Traders might return from the Thanksgiving break with a more bullish perspective on corn and soybeans. At least, that's what Jerry Gulke hopes.
In years past, traders often used the Thanksgiving holiday to rethink their market strategy. Jerry Gulke, president of the Gulke Group, says he hopes they will return from the break this time around and bolster prices, or at least "stop the slide. Maybe we’ll just grind sideways into the New Year."
That would be good news for farmers, considering that the industry will carry over into 2013-2014 with close to 2 billion bushels in surplus corn, according to the latest USDA estimates. Gulke is confident that there will be plenty of corn to meet world demand for the first half of the year. "It’s that last half of our marketing year that has me concerned--for both corn and beans," he says.
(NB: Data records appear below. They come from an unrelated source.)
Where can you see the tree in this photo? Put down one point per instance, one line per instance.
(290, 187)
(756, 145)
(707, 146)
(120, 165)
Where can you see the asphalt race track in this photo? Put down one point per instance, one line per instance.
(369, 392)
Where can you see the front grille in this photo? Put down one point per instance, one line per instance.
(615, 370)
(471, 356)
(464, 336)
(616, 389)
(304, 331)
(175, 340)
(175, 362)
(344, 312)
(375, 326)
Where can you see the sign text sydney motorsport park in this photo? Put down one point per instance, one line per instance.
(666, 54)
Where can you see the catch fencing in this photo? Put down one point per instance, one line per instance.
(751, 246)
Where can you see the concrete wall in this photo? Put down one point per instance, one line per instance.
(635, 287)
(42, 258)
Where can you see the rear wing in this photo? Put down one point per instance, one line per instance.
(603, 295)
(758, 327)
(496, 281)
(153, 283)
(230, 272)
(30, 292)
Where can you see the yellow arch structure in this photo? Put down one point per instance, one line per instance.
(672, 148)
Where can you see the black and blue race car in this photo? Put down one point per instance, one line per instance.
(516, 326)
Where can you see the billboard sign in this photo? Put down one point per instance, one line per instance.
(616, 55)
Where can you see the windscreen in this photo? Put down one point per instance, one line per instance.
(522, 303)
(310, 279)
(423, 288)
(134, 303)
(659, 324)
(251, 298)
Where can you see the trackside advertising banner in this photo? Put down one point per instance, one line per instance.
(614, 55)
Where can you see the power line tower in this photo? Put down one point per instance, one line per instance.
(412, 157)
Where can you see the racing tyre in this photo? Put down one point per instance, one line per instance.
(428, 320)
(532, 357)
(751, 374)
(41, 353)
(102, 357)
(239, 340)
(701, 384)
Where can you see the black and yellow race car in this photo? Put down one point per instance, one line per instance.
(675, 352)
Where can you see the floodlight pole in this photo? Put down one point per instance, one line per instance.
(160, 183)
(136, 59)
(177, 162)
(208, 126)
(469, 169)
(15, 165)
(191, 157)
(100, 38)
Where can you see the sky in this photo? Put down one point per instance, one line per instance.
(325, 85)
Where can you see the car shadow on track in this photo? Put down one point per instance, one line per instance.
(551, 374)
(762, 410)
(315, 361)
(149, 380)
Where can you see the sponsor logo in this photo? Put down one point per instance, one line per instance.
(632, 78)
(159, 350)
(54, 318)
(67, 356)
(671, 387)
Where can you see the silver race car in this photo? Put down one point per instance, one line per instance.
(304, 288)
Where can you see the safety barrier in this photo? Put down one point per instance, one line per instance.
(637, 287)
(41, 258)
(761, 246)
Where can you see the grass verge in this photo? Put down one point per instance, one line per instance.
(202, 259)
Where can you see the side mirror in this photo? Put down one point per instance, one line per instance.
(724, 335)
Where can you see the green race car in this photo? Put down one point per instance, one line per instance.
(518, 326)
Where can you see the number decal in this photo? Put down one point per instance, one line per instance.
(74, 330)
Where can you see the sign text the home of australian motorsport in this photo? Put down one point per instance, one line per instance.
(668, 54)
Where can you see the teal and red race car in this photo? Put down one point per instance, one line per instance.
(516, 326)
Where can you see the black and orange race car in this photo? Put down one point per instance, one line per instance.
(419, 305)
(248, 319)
Listen to Gulke's full audio analysis:
Given low corn prices, Gulke fully expects farmers to plant more beans in lieu of corn next year. "Everyone who runs the numbers says that’s going to happen," he says. "We have talked to our clients who have said, ‘I’m going to switch over next year. I need some rotation anyway. And it’s a little bit easier for me to break even or make money on beans.’"
But soybeans aren’t a slam dunk either. Soy prices might have climbed back over $13 a bu. in the short run, but they are lower for delivery next fall and on into the future. "The market is betting on a big crop coming from South America," Gulke explains.
Unless prices recover, farmers could face a built-in loss when they plant corn next year. If future prices are at $4.75, which translates into a cash price of about $4.30 on Gulke’s farm, "that’s getting awfully close to break-even for most people. But not bad enough that I won’t look at it and say that hopefully, insurance will be high enough that all we can do is lose a little rather than lose a lot."
While Gulke believes more bean acres will be planted, he notes that "we also have a lot of acres to plant. A record amount of acres were brought into production [in recent years]. So we’ve got a lot of acres to come down from. History has shown that farmers haven’t just set aside land because prices are cheap. We’ve had to have some kind of a program to do that to save us from ourselves, so to speak."
Meanwhile, farmers will be watching their cash flow carefully in 2014. They might decide to grow less expensive crops to produce. They might do more double-cropping. "We could see quite a bit of winter wheat planted this fall; a lot of that going to beans next summer," Gulke says.
The industry is in a good cash position due to several years of strong earnings, says Gulke, adding that "a lot of corn that will be sold in 2014 has already been expensed." The market analyst believes the industry is at least a year away from bankers asking farmers to accept smaller credit lines.
Farmers in the toughest position will be the ones who used tax savings from equipment purchases to buy land. Banks might have required that farmers use their own equity to make 40% to 50% of the purchase. The farmers who did this "may be cash flow-poor and equity-rich."
Gulke believes the situation is different than it was in the early 1980s. Land prices, Gulke says, have stabilized and interest rates are lower than they were back then. "That got a lot of people in trouble. I don't think we're in that kind of trouble yet," he says.